= Larry Hooper =

American bass singer

Lawrence "Bullfrog" Hooper (July 22, 1917 in Independence, Missouri – June 10, 1983 in Los Angeles, California) was an American musician and vocalist. He was best known to television audiences as part of The Lawrence Welk Show as a featured singer and pianist in Welk's orchestra.
==Career==
Born in Independence, Missouri and raised in Lebanon, Missouri, he joined the Welk band in 1948 when they were doing evening performances at the Roosevelt Hotel in New York City.

His popularity was largely due to his basso profundo voice, renditions of "This Old House" and "Asleep In The Deep," and his sense of humor. He also achieved success with songs like "Oh Happy Day" (Hooper's 1953 recording of the song with the Welk orchestra was a top-5 hit for the orchestra), "Ding Dong Daddy" and "Minnie the Mermaid", a duet sung with Jo Ann Castle.

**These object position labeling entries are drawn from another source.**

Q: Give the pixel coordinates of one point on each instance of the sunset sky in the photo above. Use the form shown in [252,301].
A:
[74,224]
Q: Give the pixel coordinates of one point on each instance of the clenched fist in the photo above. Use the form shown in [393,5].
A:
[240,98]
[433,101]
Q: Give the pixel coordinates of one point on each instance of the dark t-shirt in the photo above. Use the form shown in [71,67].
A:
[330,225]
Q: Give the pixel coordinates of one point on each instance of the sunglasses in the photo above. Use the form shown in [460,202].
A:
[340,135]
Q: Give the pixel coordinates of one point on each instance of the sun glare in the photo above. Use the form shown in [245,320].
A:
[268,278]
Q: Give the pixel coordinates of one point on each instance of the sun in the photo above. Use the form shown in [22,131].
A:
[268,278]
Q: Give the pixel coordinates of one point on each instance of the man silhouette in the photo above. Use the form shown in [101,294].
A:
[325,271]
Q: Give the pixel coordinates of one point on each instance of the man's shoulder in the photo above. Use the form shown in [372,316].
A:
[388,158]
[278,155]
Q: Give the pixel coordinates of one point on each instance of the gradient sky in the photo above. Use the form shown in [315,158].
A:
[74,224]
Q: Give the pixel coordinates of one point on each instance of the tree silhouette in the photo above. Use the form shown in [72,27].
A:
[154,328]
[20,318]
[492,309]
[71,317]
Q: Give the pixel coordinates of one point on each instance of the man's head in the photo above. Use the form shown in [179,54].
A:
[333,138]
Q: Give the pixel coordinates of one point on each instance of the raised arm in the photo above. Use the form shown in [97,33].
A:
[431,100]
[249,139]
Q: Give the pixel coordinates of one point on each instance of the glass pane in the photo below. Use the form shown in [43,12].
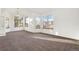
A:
[18,21]
[7,23]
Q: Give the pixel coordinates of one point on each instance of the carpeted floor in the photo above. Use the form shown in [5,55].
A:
[26,41]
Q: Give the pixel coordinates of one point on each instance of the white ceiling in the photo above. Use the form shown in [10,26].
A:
[28,11]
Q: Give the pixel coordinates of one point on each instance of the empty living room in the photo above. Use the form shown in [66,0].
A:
[39,29]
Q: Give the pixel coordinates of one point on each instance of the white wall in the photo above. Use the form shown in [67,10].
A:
[67,22]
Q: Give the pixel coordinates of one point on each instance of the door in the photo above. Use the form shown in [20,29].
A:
[2,26]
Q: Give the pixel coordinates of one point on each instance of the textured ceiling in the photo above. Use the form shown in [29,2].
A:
[27,11]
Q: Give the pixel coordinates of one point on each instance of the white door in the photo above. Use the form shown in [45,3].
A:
[2,26]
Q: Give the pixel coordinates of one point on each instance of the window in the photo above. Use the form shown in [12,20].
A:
[7,23]
[18,21]
[38,22]
[47,22]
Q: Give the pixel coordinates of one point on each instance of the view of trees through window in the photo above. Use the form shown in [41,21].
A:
[44,22]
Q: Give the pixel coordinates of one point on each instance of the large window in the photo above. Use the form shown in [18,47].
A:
[7,23]
[18,21]
[26,21]
[38,22]
[47,22]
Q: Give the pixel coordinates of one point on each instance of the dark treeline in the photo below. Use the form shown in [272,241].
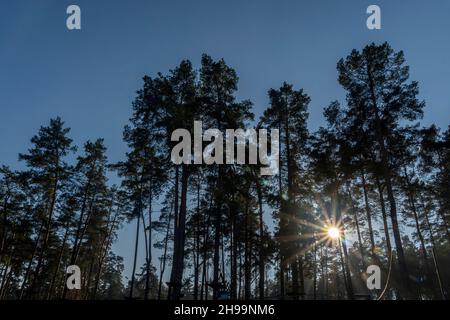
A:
[224,231]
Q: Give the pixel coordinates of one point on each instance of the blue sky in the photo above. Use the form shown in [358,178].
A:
[89,77]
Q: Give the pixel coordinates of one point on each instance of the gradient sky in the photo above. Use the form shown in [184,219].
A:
[89,77]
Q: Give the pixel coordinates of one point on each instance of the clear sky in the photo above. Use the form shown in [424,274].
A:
[89,77]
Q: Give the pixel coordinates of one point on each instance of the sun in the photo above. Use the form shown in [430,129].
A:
[334,233]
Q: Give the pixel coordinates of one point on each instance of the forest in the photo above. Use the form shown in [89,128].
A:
[369,187]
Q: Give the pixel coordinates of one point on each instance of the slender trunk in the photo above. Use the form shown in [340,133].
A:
[175,232]
[261,243]
[164,257]
[47,233]
[178,262]
[196,250]
[105,245]
[136,245]
[388,181]
[384,214]
[30,263]
[433,254]
[417,222]
[247,262]
[57,270]
[368,213]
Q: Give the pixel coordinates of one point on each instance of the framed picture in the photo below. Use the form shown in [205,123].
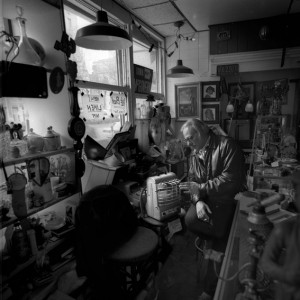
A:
[241,94]
[210,91]
[210,113]
[268,89]
[187,100]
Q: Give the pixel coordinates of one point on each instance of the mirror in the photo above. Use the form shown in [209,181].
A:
[38,170]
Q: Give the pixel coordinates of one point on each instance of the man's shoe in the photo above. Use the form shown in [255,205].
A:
[204,296]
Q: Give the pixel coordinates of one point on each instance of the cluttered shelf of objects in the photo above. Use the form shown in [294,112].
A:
[13,271]
[11,219]
[29,156]
[256,215]
[34,182]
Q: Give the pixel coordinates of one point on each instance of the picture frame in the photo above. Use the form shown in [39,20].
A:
[210,91]
[187,101]
[266,89]
[211,113]
[240,100]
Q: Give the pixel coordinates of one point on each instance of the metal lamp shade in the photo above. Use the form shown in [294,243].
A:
[102,35]
[229,108]
[179,71]
[249,107]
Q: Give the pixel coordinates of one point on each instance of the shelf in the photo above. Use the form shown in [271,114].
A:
[28,156]
[34,210]
[272,177]
[31,260]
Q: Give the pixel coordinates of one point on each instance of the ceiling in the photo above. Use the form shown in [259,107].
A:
[199,14]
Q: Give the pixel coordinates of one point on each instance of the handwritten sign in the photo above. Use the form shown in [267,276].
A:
[118,103]
[223,70]
[92,106]
[143,79]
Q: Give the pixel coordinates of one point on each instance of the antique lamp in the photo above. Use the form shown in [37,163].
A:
[179,70]
[102,35]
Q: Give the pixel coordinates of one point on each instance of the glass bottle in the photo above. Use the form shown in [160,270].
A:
[25,53]
[19,243]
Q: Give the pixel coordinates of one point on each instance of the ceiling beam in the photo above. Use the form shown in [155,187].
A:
[181,13]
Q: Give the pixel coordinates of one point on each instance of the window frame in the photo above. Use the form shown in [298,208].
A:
[126,75]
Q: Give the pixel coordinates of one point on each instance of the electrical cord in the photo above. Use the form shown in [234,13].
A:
[234,275]
[197,247]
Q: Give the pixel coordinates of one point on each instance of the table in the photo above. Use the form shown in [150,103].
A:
[236,256]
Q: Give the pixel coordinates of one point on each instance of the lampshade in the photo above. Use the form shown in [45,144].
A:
[179,71]
[150,98]
[249,107]
[229,108]
[102,35]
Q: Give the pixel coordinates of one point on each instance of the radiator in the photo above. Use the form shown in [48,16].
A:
[163,196]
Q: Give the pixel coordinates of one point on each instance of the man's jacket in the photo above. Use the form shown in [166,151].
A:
[221,173]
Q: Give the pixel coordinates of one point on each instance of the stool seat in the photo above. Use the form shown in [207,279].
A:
[138,248]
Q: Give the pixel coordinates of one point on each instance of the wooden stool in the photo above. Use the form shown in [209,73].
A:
[135,260]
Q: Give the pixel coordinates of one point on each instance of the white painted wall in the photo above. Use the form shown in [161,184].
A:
[44,24]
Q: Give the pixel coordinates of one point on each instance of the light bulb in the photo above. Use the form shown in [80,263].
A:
[249,107]
[229,108]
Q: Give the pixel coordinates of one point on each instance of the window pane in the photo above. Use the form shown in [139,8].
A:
[93,65]
[104,111]
[143,57]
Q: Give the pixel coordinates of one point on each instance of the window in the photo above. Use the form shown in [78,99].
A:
[153,60]
[103,81]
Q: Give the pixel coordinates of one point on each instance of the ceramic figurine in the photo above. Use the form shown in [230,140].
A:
[281,257]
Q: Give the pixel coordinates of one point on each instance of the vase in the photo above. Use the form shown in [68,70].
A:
[275,108]
[24,52]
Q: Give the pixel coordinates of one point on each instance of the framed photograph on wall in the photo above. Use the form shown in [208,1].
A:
[210,113]
[187,101]
[241,94]
[210,91]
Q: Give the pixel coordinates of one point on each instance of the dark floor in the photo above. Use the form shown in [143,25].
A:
[181,274]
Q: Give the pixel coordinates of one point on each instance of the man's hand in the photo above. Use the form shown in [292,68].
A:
[202,209]
[188,186]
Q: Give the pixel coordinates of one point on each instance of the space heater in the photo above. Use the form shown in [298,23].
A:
[163,196]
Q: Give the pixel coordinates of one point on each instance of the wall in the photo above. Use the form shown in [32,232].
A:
[254,66]
[43,24]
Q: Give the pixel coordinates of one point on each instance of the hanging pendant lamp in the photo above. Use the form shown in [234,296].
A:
[102,35]
[179,70]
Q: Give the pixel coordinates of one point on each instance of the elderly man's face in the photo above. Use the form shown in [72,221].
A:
[194,139]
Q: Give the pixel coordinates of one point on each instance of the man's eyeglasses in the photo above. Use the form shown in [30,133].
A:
[189,139]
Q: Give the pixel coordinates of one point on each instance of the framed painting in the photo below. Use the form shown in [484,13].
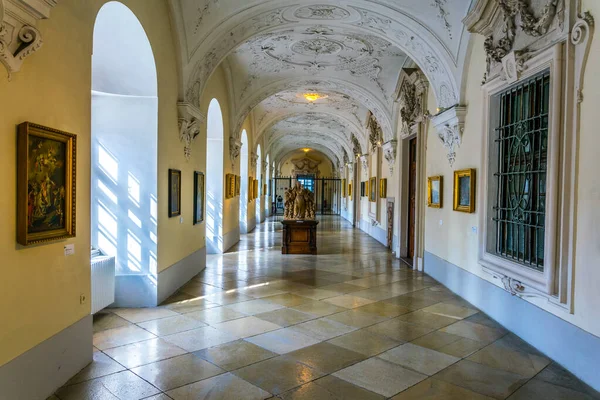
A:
[464,190]
[198,197]
[435,191]
[174,193]
[383,188]
[238,185]
[373,189]
[46,177]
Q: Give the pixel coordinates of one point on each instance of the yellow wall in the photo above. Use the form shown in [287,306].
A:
[40,287]
[455,240]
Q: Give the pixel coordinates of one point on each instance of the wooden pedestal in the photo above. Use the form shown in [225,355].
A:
[299,237]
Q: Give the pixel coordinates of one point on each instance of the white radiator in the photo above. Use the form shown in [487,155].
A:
[103,282]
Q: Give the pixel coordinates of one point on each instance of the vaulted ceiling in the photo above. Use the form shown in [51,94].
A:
[349,52]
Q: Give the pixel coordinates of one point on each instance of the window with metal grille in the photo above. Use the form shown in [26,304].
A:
[521,146]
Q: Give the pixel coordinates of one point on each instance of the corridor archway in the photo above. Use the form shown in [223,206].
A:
[124,132]
[244,184]
[214,179]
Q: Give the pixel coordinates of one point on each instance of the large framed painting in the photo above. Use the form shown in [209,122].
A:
[383,188]
[373,189]
[464,190]
[198,197]
[174,193]
[46,173]
[435,191]
[238,185]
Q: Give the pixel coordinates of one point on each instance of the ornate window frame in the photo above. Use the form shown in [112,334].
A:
[565,59]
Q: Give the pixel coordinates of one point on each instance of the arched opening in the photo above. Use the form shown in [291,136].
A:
[124,152]
[259,189]
[214,179]
[244,184]
[266,182]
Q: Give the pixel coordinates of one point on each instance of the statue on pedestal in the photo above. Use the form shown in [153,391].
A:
[299,204]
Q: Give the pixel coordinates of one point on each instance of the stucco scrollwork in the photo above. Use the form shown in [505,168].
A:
[189,120]
[450,125]
[19,37]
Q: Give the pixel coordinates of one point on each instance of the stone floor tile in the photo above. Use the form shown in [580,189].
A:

Plagued with health problems for years, he left the show on sick leave in 1969 due to a heart condition, occasionally filling in with the orchestra when one of the other keyboardists got sick and making guest appearances during that time frame. He returned full-time for the first show of the 1973-74 season (the "Tribute to Disney" episode, singing "Oh Happy Day"). It drew a huge emotional standing ovation from the audience and cast although Larry was visibly lip-syncing and was always uncomfortable and short of breath during the performance. Larry had fewer solo and singing roles and was primarily in the band during the last couple of years of his appearances when his health began to fail again. He left the show for the final time in 1980 and three years later, he died of kidney failure. His remains were cremated in the Rosemary Chapel at Forest Lawn Memorial Park on June 14, 1983, following a memorial service.
==Posthumous use of Hooper's singing==

In recent years, Hooper received new interest because of a video tape-loop played before Howie Mandel's stand-up shows of his singing "Oh Happy Day" for 20 minutes.